To summarise, there is no quick way. You'll have to do it properly form the start, or invest more resources later on bug/hack fixing.
If we have Sitefinity at the root of the application, we cannot,
according to Sitefinity, have any pages not managed by SF
That's not entirely correct. Sitefinity allows you to add "external pages", meaning that you can create odes in your sitemap which would like to external pages. Thus, your navigation in Sitefinity would show a complete website page structure, while some of the pages in that structure would actually be linking to external ones.

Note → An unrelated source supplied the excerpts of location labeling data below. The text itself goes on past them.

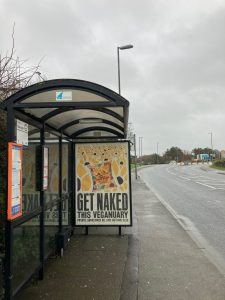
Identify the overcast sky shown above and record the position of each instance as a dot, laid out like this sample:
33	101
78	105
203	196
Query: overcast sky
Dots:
174	77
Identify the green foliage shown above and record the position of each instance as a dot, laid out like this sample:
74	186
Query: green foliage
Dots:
219	163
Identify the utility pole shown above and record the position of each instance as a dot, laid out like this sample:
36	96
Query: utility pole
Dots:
157	148
211	147
140	146
135	156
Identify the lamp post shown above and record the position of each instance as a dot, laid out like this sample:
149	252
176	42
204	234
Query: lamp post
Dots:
157	157
211	146
118	58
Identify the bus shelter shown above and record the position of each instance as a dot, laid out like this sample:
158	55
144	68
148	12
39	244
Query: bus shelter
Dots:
68	165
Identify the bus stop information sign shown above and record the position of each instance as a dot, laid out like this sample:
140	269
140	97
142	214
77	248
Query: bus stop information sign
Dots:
14	181
103	195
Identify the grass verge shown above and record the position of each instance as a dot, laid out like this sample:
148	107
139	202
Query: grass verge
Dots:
217	168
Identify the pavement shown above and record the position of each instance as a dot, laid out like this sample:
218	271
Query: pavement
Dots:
155	259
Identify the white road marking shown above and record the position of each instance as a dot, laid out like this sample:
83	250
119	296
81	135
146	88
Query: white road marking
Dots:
211	187
186	178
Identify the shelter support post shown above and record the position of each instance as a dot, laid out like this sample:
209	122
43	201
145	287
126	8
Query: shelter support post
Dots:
42	228
9	227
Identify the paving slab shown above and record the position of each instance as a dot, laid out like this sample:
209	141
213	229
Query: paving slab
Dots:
155	259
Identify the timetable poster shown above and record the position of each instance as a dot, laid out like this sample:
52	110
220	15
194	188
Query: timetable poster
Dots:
14	181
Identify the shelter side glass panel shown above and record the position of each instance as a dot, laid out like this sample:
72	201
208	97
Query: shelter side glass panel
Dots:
66	202
26	237
51	194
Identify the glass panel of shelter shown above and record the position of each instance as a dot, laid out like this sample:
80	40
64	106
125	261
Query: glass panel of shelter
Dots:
26	236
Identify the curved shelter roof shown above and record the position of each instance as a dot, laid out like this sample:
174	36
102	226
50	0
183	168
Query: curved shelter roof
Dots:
76	108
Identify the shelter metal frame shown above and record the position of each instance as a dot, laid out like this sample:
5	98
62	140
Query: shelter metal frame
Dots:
19	107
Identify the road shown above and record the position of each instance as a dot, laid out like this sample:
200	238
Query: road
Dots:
195	195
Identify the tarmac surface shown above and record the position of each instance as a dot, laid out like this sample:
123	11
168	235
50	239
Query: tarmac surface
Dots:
155	259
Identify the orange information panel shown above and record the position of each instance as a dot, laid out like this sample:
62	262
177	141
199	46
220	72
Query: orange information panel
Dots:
14	181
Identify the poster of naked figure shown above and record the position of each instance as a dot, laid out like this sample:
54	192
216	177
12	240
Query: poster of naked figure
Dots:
102	184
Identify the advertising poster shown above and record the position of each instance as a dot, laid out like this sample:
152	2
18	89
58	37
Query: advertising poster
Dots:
103	184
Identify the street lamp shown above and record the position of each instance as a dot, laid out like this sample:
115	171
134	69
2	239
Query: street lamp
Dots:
157	157
140	146
211	146
118	58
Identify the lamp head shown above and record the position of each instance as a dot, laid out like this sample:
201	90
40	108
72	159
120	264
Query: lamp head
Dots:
126	47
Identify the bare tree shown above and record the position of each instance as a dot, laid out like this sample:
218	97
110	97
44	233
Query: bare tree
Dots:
15	74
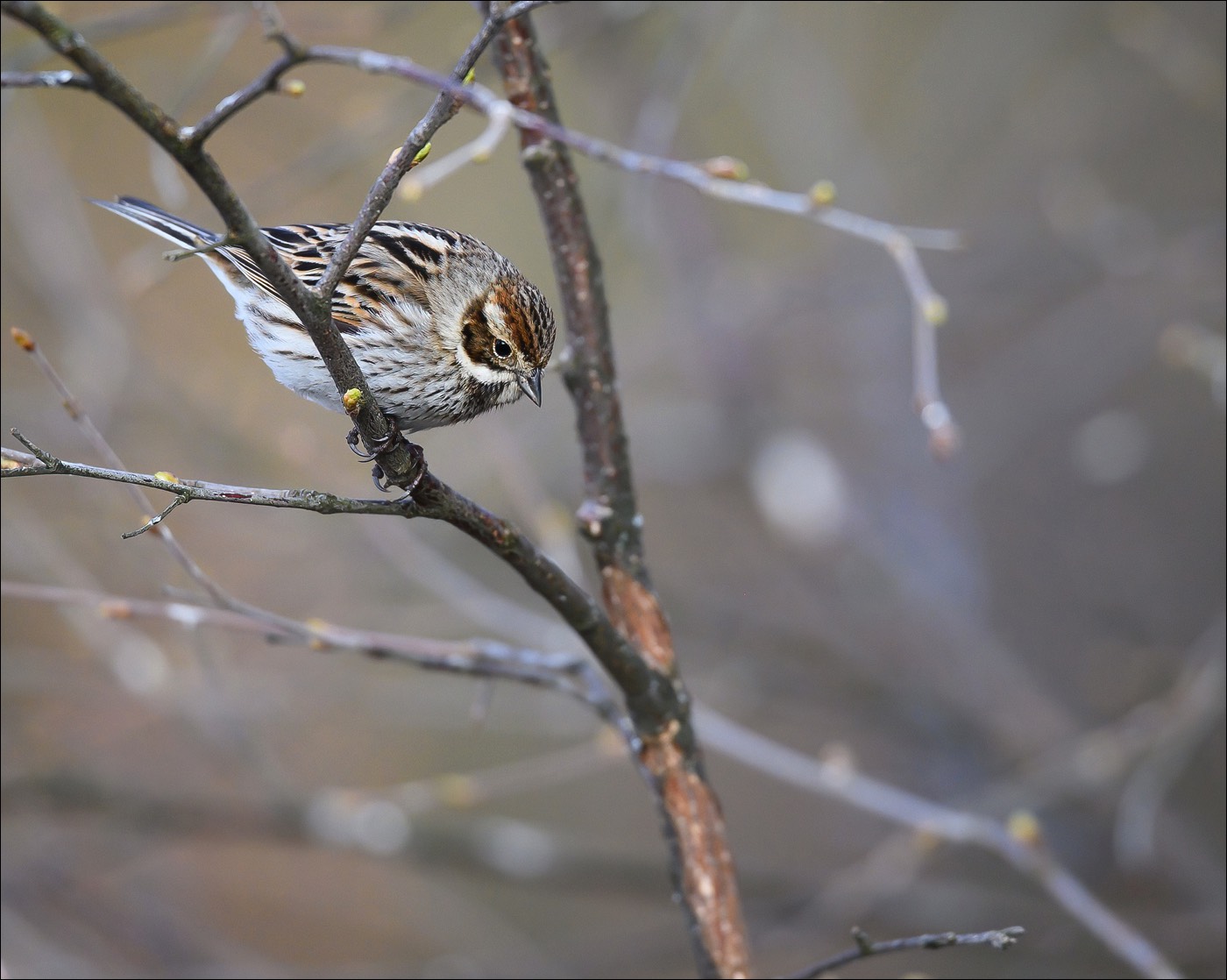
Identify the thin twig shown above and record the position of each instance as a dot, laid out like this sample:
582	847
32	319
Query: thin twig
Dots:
999	939
1021	844
45	80
564	672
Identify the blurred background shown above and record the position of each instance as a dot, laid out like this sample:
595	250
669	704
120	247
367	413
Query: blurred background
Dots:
1033	626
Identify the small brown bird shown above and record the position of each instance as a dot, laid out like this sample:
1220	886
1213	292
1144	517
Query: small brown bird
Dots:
442	325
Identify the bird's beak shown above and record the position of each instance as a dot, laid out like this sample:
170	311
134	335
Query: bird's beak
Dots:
530	384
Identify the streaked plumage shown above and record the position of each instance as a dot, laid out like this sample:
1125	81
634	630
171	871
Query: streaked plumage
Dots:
442	325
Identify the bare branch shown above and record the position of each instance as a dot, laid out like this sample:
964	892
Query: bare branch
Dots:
564	672
999	939
45	80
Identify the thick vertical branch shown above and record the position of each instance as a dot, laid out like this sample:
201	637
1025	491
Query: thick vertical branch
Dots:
693	824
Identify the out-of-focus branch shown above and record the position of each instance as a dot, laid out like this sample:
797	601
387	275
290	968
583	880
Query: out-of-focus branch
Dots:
45	80
1020	841
703	873
564	672
432	500
999	939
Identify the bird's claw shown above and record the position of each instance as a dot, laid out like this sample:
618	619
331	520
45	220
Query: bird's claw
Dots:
393	441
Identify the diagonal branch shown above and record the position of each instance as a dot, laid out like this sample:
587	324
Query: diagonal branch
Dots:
702	863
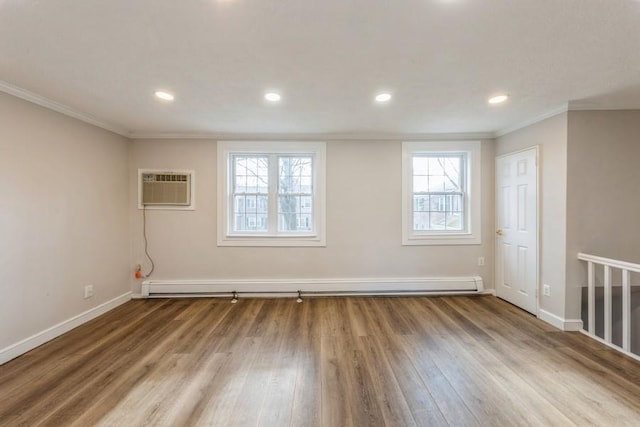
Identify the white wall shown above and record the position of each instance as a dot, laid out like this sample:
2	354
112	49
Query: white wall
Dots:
551	136
63	218
363	222
603	199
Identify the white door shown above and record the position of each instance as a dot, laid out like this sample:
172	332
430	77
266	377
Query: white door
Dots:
517	228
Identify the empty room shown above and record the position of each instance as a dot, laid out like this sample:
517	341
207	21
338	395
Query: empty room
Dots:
320	213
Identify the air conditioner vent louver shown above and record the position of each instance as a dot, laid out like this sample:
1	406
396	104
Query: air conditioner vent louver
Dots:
166	188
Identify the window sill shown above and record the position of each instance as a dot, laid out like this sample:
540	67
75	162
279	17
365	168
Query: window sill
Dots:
275	241
441	239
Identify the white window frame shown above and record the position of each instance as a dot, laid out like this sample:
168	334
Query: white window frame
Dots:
472	214
226	149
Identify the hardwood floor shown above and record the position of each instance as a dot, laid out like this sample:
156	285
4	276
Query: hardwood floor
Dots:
459	361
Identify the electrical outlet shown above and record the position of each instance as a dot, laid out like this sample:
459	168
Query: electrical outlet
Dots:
88	291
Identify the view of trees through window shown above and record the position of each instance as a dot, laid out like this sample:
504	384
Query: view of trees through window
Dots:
438	192
253	193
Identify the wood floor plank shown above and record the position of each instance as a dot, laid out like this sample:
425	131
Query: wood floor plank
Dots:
459	361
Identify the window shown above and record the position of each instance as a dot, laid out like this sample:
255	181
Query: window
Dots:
271	194
441	193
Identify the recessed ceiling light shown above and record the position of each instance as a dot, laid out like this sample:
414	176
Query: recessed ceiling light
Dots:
383	97
272	96
165	96
498	99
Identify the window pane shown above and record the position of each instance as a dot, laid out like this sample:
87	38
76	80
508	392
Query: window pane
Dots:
251	174
438	192
250	199
294	175
294	213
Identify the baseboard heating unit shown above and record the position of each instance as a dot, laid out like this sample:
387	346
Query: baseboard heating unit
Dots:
313	287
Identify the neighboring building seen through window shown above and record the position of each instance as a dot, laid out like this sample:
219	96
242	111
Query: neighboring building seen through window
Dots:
271	194
441	193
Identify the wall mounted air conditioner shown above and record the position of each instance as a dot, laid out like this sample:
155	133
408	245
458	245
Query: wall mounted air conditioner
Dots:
165	189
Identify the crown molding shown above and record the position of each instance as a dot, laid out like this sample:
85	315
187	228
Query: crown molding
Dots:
591	106
34	98
553	112
314	136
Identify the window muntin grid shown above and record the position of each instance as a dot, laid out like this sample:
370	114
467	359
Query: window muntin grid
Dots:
438	192
269	186
295	193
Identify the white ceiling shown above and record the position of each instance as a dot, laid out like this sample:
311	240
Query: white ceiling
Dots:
101	60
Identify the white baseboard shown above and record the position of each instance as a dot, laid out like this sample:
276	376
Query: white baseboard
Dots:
277	287
40	338
572	325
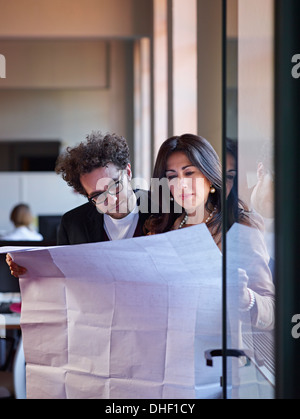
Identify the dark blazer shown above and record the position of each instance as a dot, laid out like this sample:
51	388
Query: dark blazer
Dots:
85	224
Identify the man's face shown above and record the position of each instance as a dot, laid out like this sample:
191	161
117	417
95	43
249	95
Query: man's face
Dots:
110	190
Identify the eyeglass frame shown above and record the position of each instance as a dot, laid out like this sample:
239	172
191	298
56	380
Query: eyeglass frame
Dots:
96	195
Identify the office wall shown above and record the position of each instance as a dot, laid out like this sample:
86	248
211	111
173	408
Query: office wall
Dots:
68	114
75	18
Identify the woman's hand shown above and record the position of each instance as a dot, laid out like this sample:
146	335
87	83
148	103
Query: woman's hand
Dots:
15	270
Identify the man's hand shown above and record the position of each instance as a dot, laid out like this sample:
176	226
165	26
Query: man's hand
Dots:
15	270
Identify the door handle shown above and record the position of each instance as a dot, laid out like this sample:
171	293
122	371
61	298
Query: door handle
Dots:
236	353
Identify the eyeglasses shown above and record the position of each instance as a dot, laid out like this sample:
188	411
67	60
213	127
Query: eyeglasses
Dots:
113	190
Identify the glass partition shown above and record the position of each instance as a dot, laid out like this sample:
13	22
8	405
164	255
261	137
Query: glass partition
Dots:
249	243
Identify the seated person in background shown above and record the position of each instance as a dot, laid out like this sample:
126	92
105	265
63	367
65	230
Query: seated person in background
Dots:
193	173
22	219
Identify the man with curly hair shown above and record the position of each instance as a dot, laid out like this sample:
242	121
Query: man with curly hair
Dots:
100	170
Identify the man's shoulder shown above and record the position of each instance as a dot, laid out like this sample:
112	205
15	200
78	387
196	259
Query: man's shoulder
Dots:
83	210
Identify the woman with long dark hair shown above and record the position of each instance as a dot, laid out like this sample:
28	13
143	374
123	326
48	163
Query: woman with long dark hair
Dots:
194	177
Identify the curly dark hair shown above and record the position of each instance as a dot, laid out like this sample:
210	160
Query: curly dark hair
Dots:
97	151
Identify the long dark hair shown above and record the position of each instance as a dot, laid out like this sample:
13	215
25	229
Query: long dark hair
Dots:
203	156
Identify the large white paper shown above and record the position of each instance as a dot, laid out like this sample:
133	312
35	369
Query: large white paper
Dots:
123	319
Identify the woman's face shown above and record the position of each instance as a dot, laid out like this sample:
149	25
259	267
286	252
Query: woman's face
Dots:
189	187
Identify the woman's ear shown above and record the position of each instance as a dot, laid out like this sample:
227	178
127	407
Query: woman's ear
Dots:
128	171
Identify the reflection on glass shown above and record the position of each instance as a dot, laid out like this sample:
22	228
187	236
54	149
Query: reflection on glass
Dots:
250	200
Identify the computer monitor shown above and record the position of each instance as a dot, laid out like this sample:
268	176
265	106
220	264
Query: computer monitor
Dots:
48	226
8	283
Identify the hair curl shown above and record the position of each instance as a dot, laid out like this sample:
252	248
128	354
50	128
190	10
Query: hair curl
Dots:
97	151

It would be absolutely easy and quick task to create your page structure programatically.
actually this is quite simple to achieve. Sitefinity is completely dynamic CMS (meaning, no real files). The implementation uses RoutingEngine and VirtualPathProvider to achieve this. What this in reality means is that you have two solid and standard extension points to split the site in "sitefinity managed part" and "custom managed part".
So, a very simple way to do this is to simply register a route (more info here: ASP.NET routing) before the SitefinityPageRoute, as SitefinityPageRoute will throw 404 if it cannot find a page.
So, let's say you register a route "~/mystuff" before SitefinityPageRoute, all the requests that start with "~/mystuff" will first go to your RouteHandler where you can decide to handle them (write to http response) or do nothing and let it fell down to Sitefinity routes.
Another way is of course to implement a custom VirtualPathProvider, however, this may be an overkill if you simply want some pages to be handled differently.
All this being said, it's obvious that pages not handled by Sitefinity will not be handled by Sitefinity :) (so, no page editor, no workflows, no translations, no widgets, no templates, no themes).